[読書メモ]『保育園・幼稚園・こども園の設計手法』(仲 綾子、藤田 大輔)

p18
子どもの遊びを引き出す環境と、子どもが遊びを広げる環境の矛盾もある。クライミングウォールのように環境が子どもの動きや遊びを引き出す物があるが、それらを環境に埋め込み過ぎると、環境が子どもを遊んでくれる状態になり、子どもは遊びを広げにくくなる。

p23
保育ゾーンは乳児(0~2歳児)と幼児(3~5歳児)のエリアは分けた方がよい。

p26
園児の遊びは、自由遊び(自由保育)と設定遊び(設定保育)に大別される。

p27
なお午睡中でも、SIDS(乳幼児突然死症候群)や窒息の防止等の観点から、0歳児では5分おき、1~2歳児では10分おきの呼吸確認を行う。

p30
3歳児以降は遊びを介して友達を意識するようになり、4~5歳児になると何をして遊ぶかよりも誰と遊ぶかが重要になってくる。

p31
遊びが「楽しい」と思うのは大人の視点である。
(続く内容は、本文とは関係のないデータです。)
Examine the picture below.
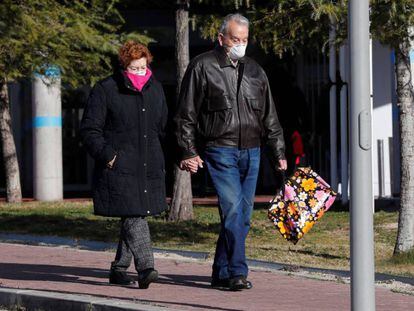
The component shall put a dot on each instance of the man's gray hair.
(238, 18)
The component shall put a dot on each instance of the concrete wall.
(383, 120)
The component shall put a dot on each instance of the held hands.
(192, 164)
(282, 165)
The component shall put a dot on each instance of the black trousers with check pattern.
(134, 242)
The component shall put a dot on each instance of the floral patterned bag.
(303, 200)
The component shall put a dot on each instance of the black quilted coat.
(120, 120)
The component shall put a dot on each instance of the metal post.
(381, 168)
(47, 136)
(344, 125)
(362, 201)
(332, 106)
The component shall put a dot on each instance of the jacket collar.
(222, 57)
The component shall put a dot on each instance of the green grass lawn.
(325, 246)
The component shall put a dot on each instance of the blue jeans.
(234, 175)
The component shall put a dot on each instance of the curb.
(50, 301)
(52, 241)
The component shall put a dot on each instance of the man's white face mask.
(237, 51)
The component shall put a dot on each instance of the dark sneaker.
(146, 277)
(120, 278)
(220, 283)
(239, 283)
(247, 284)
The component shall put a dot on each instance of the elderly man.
(225, 111)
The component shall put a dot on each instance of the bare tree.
(405, 91)
(182, 198)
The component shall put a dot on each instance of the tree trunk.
(182, 199)
(405, 93)
(11, 165)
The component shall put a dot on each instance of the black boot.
(120, 277)
(146, 277)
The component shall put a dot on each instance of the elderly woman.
(121, 128)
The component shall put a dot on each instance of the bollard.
(47, 136)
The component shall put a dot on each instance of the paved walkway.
(183, 285)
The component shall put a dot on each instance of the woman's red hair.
(132, 50)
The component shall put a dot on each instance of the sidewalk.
(183, 284)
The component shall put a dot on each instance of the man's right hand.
(192, 164)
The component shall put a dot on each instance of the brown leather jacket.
(224, 105)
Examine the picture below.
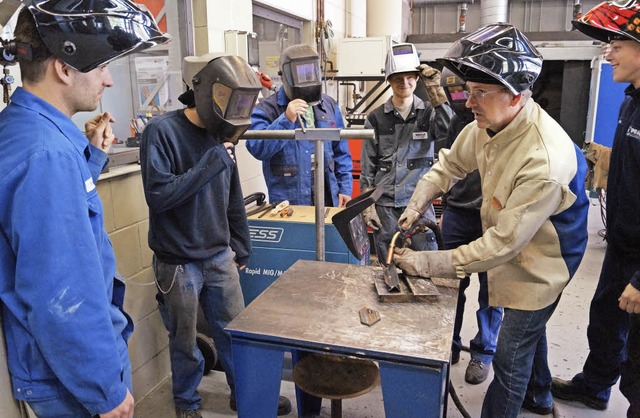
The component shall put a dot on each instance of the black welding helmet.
(611, 20)
(495, 54)
(456, 90)
(226, 91)
(300, 71)
(85, 34)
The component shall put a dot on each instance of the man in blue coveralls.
(64, 325)
(288, 165)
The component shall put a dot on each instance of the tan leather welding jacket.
(534, 208)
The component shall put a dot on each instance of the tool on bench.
(279, 207)
(286, 212)
(267, 209)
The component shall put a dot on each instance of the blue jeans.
(608, 331)
(389, 226)
(460, 228)
(67, 406)
(520, 364)
(213, 284)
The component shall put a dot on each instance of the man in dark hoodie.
(198, 227)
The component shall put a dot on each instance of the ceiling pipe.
(437, 2)
(493, 11)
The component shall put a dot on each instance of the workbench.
(313, 307)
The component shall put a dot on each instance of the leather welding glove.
(371, 218)
(421, 198)
(431, 79)
(425, 263)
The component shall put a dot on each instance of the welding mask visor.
(226, 91)
(300, 71)
(86, 34)
(495, 54)
(611, 20)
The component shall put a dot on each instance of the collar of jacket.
(283, 100)
(417, 104)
園庭で黙々と土を掘って水の流れを作ろうとしている子どもの顔を見たことがあるだろうか。そんな時に笑っている子どもは1人もいない。みんな、これ以上ない真剣な眼差しで自分の手作業とその結果を見つめている。

p36
ここで注意したいのが、現場の保育者は建築について素人であるということである。省エネルギー性の高い新しい建具や設備を使いこなす術は、ほとんど知らないと考えた方がよい。

p40
フリーアドレスのくつばこ

p113
入所を希望する若い世代が多く暮らす都市では、皮肉なことに保育園の環境という面からみれば、恵まれている場所ばかりではない。しかし、だからこそ、子どもたちが生活し成長していく空間に最も大切なのは何であるか、突き詰めて考えることがとても重要になってくる。